During the seminars, I asked Zhou Ba, “Why do you focus on cultural protection if LDONGTSOG is an environmental protection organization?”. Then I realized that the traditional Tibetan culture provides a deep insight into how humans interact with nature. In fact, the most efficient way to educate environmental protection in Tibet is not through scientific data but through lamas’ lectures2. It is the religion that supports Tibetan environmentalists like Zhou Ba to insist on their causes. 

Diagram on the relationship of culture, society, environment, and economy.

In my first seminar, I interviewed a Chinese theater student as well as an avid hiker called Zhuo Xue. Xue has been teaching Shakespeare in China since he graduated from Oberlin College. He attempted to combine culture with nature. In 2019, he has organized a hiking event in Yunnan Tibet with Chaofan Han. They hiked in the daytime and read Shakespeare in the evening. After that, he entered Tibet several times, and he was mentally surprised by the Tibetan worshippers along the way.

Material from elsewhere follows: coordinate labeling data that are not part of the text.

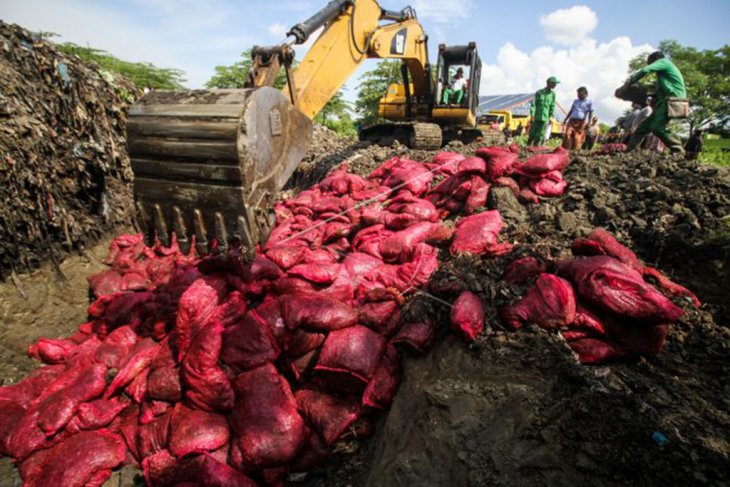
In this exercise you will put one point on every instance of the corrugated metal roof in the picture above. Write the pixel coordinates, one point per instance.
(518, 104)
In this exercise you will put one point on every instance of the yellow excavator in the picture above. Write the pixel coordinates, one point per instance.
(210, 163)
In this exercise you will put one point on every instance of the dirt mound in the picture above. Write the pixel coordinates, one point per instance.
(517, 408)
(65, 177)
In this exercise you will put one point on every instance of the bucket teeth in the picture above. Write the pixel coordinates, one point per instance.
(161, 226)
(201, 234)
(178, 226)
(242, 232)
(220, 231)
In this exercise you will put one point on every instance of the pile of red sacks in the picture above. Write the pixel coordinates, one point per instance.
(469, 178)
(219, 371)
(601, 301)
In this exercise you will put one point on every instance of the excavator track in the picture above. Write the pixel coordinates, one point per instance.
(416, 135)
(209, 164)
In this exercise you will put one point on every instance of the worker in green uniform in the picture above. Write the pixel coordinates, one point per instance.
(541, 111)
(669, 83)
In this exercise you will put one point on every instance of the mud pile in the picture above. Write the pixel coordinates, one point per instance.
(65, 177)
(517, 408)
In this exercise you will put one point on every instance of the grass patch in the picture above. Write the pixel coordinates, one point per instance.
(716, 151)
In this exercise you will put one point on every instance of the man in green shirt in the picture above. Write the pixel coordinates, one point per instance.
(669, 83)
(541, 111)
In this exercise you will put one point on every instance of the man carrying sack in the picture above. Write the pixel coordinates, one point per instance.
(541, 111)
(670, 101)
(577, 120)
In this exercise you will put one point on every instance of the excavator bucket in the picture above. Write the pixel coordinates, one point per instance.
(210, 163)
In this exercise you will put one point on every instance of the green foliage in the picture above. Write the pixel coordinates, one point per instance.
(373, 86)
(716, 151)
(335, 115)
(707, 78)
(141, 74)
(235, 75)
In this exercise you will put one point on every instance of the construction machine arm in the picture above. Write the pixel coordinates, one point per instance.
(351, 35)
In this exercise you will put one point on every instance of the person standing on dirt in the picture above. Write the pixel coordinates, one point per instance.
(640, 114)
(577, 119)
(669, 84)
(541, 111)
(518, 131)
(455, 92)
(591, 134)
(694, 145)
(507, 134)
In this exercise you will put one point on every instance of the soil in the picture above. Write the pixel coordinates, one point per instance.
(517, 408)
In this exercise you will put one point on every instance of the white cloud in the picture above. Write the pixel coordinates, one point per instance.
(278, 30)
(601, 67)
(442, 11)
(168, 37)
(569, 26)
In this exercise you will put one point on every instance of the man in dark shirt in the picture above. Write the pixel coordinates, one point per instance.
(669, 83)
(694, 145)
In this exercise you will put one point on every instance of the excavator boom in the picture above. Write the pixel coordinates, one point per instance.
(209, 164)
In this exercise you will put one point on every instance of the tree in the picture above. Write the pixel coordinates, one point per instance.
(141, 74)
(235, 75)
(335, 114)
(373, 86)
(706, 76)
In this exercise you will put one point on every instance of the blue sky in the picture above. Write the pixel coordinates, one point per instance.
(521, 43)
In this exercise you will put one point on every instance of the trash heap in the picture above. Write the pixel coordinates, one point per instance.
(221, 371)
(65, 177)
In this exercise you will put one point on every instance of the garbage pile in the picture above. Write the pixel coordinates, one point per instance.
(601, 301)
(65, 177)
(221, 371)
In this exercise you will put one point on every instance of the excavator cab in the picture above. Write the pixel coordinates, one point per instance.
(450, 107)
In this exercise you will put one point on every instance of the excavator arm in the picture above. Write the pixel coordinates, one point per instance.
(209, 164)
(350, 38)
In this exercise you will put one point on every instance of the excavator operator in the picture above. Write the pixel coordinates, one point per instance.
(455, 92)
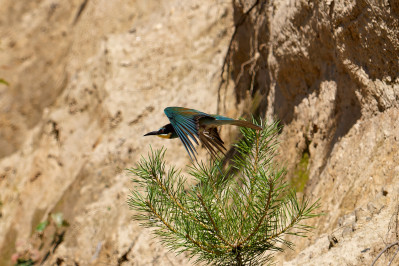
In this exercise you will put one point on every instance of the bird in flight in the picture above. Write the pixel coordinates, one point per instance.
(192, 126)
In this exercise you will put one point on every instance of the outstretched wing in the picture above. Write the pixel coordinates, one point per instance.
(212, 142)
(185, 123)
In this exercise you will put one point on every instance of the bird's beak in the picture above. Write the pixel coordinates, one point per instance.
(152, 133)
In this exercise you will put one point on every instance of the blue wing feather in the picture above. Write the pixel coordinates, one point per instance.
(184, 123)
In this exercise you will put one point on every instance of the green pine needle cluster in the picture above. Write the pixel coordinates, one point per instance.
(238, 216)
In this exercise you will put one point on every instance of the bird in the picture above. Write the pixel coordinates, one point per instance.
(195, 126)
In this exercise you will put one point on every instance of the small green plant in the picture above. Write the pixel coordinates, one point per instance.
(238, 216)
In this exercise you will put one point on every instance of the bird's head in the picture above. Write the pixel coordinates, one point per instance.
(166, 132)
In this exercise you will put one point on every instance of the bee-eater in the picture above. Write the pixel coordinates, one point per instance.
(189, 123)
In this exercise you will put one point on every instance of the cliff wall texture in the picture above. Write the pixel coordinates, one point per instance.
(87, 78)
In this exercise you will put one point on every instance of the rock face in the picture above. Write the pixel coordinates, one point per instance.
(329, 70)
(89, 77)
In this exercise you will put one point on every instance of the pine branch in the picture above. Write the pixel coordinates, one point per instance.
(223, 221)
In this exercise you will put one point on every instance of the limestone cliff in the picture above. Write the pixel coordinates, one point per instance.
(87, 78)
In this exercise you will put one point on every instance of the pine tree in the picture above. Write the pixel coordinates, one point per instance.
(238, 216)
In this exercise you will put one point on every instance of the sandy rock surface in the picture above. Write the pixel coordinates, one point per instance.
(87, 80)
(89, 77)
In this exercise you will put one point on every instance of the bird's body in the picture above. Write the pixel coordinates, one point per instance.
(192, 125)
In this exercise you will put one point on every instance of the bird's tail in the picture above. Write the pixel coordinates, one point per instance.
(239, 123)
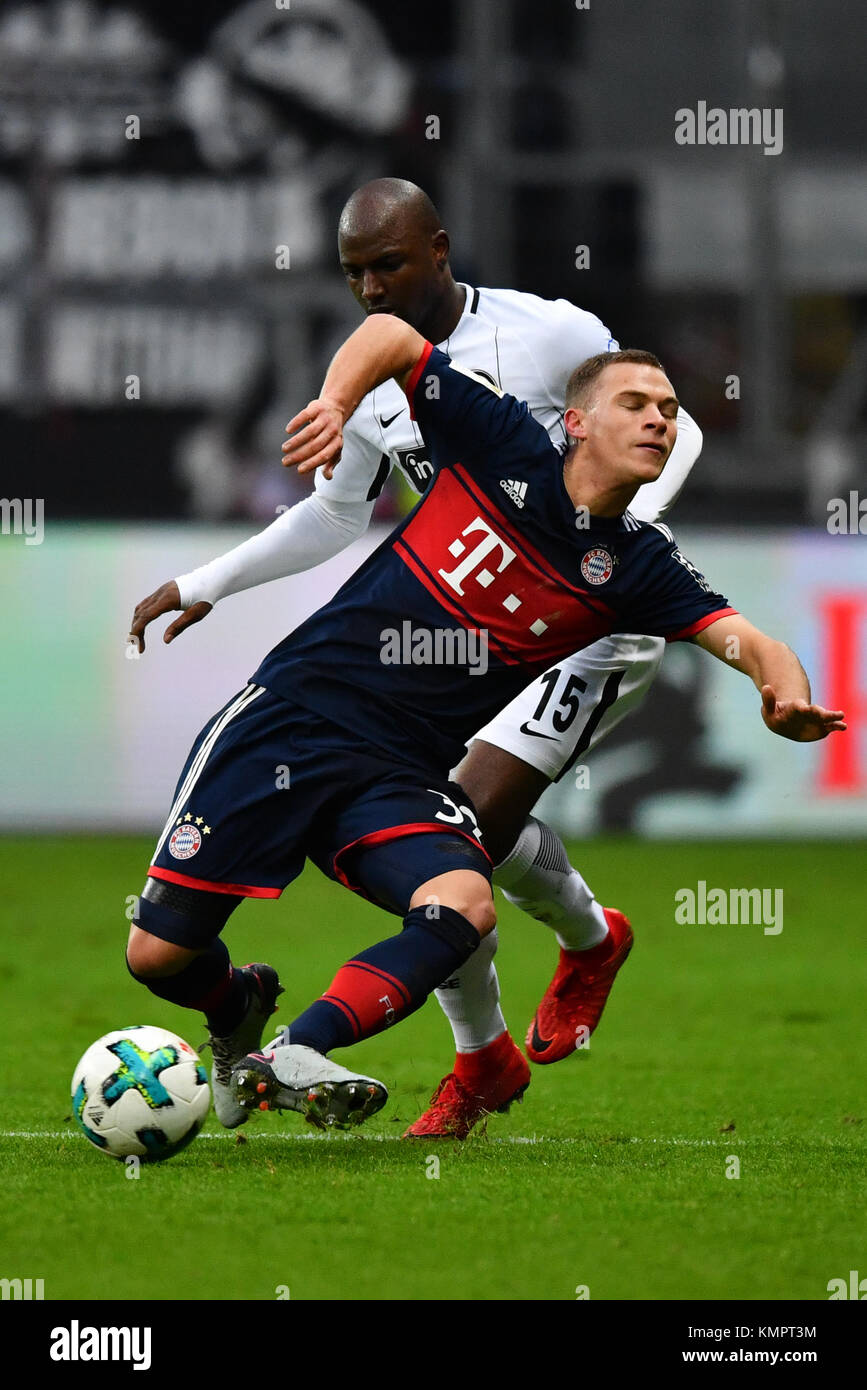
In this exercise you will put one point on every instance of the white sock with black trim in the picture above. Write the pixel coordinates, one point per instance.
(471, 1000)
(538, 877)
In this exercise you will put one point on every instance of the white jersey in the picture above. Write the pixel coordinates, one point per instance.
(527, 346)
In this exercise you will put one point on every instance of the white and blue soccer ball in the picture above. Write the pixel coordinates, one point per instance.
(141, 1090)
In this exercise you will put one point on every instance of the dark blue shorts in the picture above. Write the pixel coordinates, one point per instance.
(268, 784)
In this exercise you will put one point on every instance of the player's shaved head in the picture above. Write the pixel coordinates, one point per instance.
(388, 206)
(395, 256)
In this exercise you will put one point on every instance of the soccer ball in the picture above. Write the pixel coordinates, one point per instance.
(141, 1090)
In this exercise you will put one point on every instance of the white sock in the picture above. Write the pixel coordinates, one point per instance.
(538, 877)
(471, 1000)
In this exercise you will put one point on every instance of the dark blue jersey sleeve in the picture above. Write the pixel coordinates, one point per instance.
(667, 597)
(461, 416)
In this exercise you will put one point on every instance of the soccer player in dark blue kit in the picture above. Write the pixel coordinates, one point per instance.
(530, 549)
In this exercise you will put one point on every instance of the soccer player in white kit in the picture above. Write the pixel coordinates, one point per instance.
(395, 257)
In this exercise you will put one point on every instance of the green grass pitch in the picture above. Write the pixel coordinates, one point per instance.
(719, 1043)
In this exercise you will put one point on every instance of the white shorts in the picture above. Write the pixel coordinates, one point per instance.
(577, 704)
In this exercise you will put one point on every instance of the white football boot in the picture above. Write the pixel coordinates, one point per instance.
(286, 1076)
(264, 988)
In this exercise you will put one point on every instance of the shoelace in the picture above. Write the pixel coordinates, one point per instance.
(224, 1058)
(463, 1094)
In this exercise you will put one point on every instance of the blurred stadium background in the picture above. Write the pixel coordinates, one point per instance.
(147, 249)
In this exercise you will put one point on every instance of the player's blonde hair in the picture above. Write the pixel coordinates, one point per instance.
(581, 387)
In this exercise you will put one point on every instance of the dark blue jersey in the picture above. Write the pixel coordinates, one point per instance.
(491, 580)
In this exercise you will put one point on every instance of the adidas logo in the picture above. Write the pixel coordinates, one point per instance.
(517, 491)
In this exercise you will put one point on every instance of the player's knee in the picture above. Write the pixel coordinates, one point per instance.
(150, 957)
(463, 891)
(482, 915)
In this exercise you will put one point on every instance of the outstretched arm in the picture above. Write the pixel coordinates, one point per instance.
(307, 534)
(777, 674)
(382, 346)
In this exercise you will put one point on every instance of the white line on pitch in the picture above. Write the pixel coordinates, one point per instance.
(396, 1139)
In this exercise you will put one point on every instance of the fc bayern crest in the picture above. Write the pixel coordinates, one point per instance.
(185, 841)
(596, 566)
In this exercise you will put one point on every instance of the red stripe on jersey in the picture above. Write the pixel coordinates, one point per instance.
(455, 609)
(417, 370)
(241, 890)
(700, 623)
(380, 837)
(478, 576)
(520, 541)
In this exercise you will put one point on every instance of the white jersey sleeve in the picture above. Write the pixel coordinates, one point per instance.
(655, 499)
(364, 462)
(567, 335)
(307, 534)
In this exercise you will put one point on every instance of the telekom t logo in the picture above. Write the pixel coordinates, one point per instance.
(489, 542)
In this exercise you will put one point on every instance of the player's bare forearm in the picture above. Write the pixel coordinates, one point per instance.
(382, 346)
(777, 674)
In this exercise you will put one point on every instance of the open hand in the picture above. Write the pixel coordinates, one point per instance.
(795, 719)
(166, 599)
(317, 438)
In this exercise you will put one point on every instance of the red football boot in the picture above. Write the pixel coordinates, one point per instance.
(481, 1082)
(578, 993)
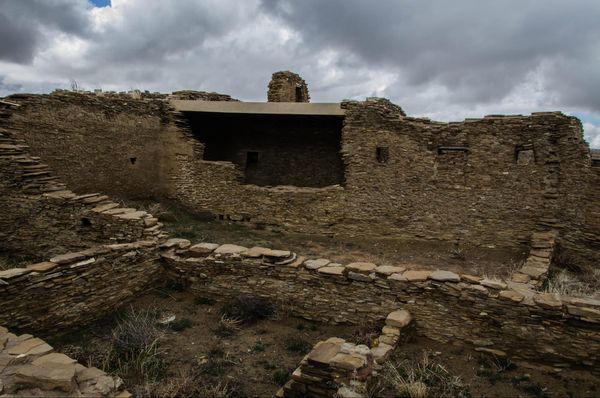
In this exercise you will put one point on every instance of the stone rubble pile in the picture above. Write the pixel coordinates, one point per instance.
(337, 368)
(29, 367)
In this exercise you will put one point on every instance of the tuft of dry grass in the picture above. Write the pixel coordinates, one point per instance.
(420, 379)
(568, 283)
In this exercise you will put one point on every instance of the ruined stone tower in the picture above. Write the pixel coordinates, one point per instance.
(286, 86)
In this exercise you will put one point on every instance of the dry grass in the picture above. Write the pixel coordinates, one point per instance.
(420, 379)
(568, 283)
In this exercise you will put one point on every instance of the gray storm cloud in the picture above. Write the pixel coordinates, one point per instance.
(437, 58)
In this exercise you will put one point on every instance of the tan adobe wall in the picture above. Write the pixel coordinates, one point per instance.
(287, 87)
(76, 288)
(29, 367)
(444, 182)
(496, 316)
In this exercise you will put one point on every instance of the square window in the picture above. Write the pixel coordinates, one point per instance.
(382, 154)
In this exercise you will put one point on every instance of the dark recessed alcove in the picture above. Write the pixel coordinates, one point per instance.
(274, 150)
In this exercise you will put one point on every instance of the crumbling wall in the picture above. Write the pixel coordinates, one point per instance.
(286, 86)
(76, 288)
(41, 217)
(496, 316)
(110, 144)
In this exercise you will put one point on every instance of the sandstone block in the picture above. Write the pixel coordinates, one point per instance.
(347, 361)
(47, 377)
(398, 277)
(511, 295)
(389, 270)
(13, 273)
(365, 268)
(41, 267)
(316, 264)
(54, 358)
(336, 271)
(229, 249)
(444, 276)
(381, 352)
(202, 249)
(548, 300)
(398, 319)
(390, 330)
(533, 272)
(323, 353)
(520, 278)
(360, 277)
(416, 276)
(493, 283)
(176, 243)
(68, 258)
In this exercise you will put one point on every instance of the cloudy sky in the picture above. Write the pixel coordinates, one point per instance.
(442, 59)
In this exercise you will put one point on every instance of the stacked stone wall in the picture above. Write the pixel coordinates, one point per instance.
(74, 289)
(496, 316)
(41, 217)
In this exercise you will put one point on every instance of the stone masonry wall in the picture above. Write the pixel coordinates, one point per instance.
(29, 367)
(42, 218)
(76, 288)
(501, 317)
(287, 87)
(486, 182)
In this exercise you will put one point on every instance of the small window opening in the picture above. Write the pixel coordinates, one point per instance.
(251, 160)
(382, 153)
(525, 154)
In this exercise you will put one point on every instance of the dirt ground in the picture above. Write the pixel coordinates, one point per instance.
(259, 357)
(490, 377)
(493, 262)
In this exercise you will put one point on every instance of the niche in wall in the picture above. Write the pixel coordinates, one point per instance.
(273, 150)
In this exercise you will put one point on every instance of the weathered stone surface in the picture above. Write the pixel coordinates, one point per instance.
(416, 276)
(511, 295)
(41, 267)
(316, 264)
(323, 353)
(54, 358)
(177, 243)
(548, 300)
(444, 276)
(493, 283)
(13, 273)
(398, 319)
(398, 277)
(520, 278)
(202, 249)
(48, 376)
(360, 277)
(347, 361)
(533, 272)
(229, 249)
(390, 330)
(364, 268)
(381, 352)
(389, 270)
(68, 258)
(337, 271)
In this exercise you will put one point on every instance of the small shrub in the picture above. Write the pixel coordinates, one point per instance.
(181, 324)
(280, 377)
(420, 379)
(227, 327)
(203, 301)
(294, 344)
(258, 346)
(247, 309)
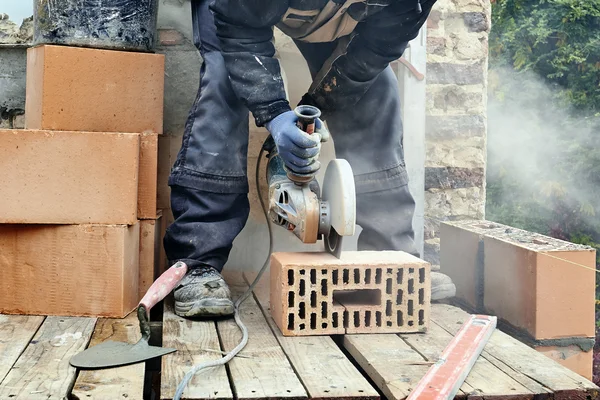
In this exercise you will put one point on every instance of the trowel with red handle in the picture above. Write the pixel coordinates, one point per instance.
(112, 354)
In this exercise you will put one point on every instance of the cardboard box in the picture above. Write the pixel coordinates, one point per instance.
(148, 176)
(56, 177)
(83, 89)
(70, 270)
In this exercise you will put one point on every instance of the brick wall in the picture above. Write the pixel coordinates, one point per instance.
(456, 122)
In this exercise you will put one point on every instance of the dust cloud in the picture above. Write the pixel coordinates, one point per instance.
(539, 148)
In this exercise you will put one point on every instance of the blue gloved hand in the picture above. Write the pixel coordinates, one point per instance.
(297, 149)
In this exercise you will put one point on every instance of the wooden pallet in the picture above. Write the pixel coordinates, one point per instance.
(35, 352)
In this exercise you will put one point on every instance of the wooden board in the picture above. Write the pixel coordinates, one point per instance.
(192, 339)
(319, 363)
(392, 364)
(43, 370)
(523, 360)
(15, 333)
(253, 377)
(112, 383)
(484, 380)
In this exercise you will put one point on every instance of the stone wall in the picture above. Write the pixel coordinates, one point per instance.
(14, 40)
(456, 124)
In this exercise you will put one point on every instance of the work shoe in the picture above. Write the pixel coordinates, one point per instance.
(203, 293)
(441, 286)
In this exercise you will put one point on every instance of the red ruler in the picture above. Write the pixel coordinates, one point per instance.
(445, 377)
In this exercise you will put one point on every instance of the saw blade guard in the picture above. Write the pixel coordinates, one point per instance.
(340, 194)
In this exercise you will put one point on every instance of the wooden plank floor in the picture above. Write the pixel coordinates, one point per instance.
(35, 353)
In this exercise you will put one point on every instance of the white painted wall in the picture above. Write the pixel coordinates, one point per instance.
(17, 9)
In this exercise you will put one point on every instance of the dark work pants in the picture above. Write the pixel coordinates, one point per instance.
(209, 184)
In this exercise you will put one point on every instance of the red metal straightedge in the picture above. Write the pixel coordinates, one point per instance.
(445, 377)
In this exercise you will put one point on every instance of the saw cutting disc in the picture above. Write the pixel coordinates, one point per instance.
(339, 192)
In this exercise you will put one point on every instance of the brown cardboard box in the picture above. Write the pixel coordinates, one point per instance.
(148, 176)
(536, 284)
(150, 242)
(56, 177)
(70, 270)
(82, 89)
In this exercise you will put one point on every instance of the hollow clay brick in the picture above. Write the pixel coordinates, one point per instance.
(150, 241)
(56, 177)
(363, 292)
(148, 176)
(571, 357)
(70, 270)
(82, 89)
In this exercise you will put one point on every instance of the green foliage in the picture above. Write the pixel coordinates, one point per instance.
(557, 39)
(544, 169)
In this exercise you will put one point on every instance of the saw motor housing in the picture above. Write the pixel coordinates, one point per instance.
(298, 204)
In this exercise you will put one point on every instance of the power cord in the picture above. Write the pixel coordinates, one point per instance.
(229, 356)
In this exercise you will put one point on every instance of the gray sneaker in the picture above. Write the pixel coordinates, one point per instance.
(203, 293)
(441, 286)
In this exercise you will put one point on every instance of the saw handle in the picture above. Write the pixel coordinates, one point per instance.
(163, 285)
(306, 118)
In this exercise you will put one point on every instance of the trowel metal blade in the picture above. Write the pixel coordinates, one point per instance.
(113, 354)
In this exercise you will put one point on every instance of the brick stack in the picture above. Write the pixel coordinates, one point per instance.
(78, 190)
(542, 288)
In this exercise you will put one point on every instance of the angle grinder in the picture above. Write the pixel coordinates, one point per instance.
(297, 203)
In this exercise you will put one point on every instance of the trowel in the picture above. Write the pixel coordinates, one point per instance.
(113, 354)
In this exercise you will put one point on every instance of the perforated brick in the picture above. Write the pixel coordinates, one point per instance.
(363, 292)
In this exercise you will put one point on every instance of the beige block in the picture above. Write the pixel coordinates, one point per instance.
(148, 181)
(363, 292)
(461, 257)
(70, 270)
(540, 284)
(56, 177)
(571, 357)
(82, 89)
(150, 243)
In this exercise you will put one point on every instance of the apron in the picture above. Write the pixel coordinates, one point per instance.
(331, 22)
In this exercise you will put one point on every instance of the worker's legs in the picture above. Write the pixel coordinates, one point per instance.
(369, 136)
(208, 181)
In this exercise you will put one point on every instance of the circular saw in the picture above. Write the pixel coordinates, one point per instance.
(297, 203)
(312, 214)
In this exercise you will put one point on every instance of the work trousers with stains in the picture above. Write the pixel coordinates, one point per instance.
(209, 185)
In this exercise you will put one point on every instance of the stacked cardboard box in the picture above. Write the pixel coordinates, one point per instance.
(78, 233)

Xue argued in his lecture that Tibet is one of his favorite sites so far. Unlike the modern-day practice that separates nature from society manually, the nature in Tibet is its culture. Sacred mountain gods live in the caves and on the cliffs. Because of the belief, the Tibetans put prayer flags in even the most dangerous spots in the yard, summoning their respects to their nature gods. Xue’s lecture showed that living in harmony with nature has been an integral part of Tibetan Buddhism. The present-day global concerns for sustainable development and conservation of natural resources are suggested by traditional values in Tibet. 

Screenshot from the first seminar: Xue is showing a book on Tibetan culture.

Thanks to the first two lectures, I decided to look into the traditional values and practices of Kehe Tibetans. Because culture plays a big supporting role in Tibetan environmental protection. A path to civic engagement is opening up in front of me…

Helina 

 

Footnotes:
  1. David Ownby, Xiang Biao, Excerpts from Self as Method, Reading the China Dream. https://www.readingthechinadream.com/xiang-biao-excerpts-from-self-as-method.html#:~:text=Self%20as%20Method%20essentially%20tells,how%20one%20scholar%20did%20so.
  2. See 《守山:我与白马雪山的三十五年》, 肖林 & 王蕾, 北京联合出版公司, 2019。 Xiao, Lin & Wang, Lei. Guarding the Mountain: My thirty-five years with Baima Snow Mountain. Beijing United Publishing Company, 2019. Xiao is one of the first environmentalists in China. In this book, he demonstrates his life-long practices of environmental education as a Tibetan.